If applicable, we present the provided enhanced samples from each model's own webpages. All the Genhancer samples are from the MaskGIT+Whisper model. If not noted otherwise, Miipher samples are generated with speaker condition, and without text condition.
Genhancer runs enhancement at 44.1kHz; Miipher [1] at 24kHz. All other models included below operate at 16kHz. HiFi-GAN-2 [2] has a built-in bandwidth extension module and can thus provide 16kHz, 22.05kHz, or 44.1kHz output.
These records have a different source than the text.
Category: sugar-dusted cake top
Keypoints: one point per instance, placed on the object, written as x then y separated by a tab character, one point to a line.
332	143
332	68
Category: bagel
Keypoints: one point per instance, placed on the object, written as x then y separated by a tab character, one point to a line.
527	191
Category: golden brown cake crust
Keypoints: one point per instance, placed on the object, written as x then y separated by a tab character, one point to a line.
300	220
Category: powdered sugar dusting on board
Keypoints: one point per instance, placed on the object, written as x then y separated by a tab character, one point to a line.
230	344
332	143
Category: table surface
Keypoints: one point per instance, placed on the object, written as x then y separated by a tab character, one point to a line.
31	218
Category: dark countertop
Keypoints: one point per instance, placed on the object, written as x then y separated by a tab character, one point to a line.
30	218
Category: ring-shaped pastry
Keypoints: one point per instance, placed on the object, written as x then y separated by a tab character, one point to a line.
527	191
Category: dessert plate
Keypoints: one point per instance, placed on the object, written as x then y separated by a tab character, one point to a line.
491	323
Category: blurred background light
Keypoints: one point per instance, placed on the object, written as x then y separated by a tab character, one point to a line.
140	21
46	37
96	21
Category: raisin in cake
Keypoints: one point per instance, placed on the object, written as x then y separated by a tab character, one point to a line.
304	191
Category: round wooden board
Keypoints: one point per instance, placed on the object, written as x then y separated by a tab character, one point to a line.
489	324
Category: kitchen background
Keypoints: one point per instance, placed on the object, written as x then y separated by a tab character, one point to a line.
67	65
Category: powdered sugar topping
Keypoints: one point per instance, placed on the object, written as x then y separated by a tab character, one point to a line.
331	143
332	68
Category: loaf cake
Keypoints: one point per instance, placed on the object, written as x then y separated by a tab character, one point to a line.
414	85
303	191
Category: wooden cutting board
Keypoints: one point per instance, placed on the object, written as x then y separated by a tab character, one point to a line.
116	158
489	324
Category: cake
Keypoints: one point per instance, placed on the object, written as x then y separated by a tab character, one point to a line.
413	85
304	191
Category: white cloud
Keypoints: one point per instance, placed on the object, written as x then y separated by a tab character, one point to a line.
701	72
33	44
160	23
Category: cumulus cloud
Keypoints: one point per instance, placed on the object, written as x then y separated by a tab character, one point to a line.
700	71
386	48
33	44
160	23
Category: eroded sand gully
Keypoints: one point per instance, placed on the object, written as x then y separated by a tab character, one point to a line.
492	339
For fair comparison, all the samples in this section are prepared for or downsampled to 16kHz unless otherwise noted.
Sample 1 - Reverb + noise (Miipher demo)
Without transcription prompt, Genhancer is able to recover the content well, comparable to Miipher with text, and clearly out-performs Miipher w/o text.
Clean (24kHz)
Degraded (24kHz)
Genhancer (24kHz)
Miipher w/o text (24kHz, Original)
Miipher w/ text (24kHz, Original)
HiFi-GAN-2 (24kHz)
   Transcript: Attempting to appease dictatorial regimes with custom beanie babies is a tried and true strategy.
   Transcript: The Albanian Minister sidestepped the Italian Military Mission, and appointed himself Chief of Staff.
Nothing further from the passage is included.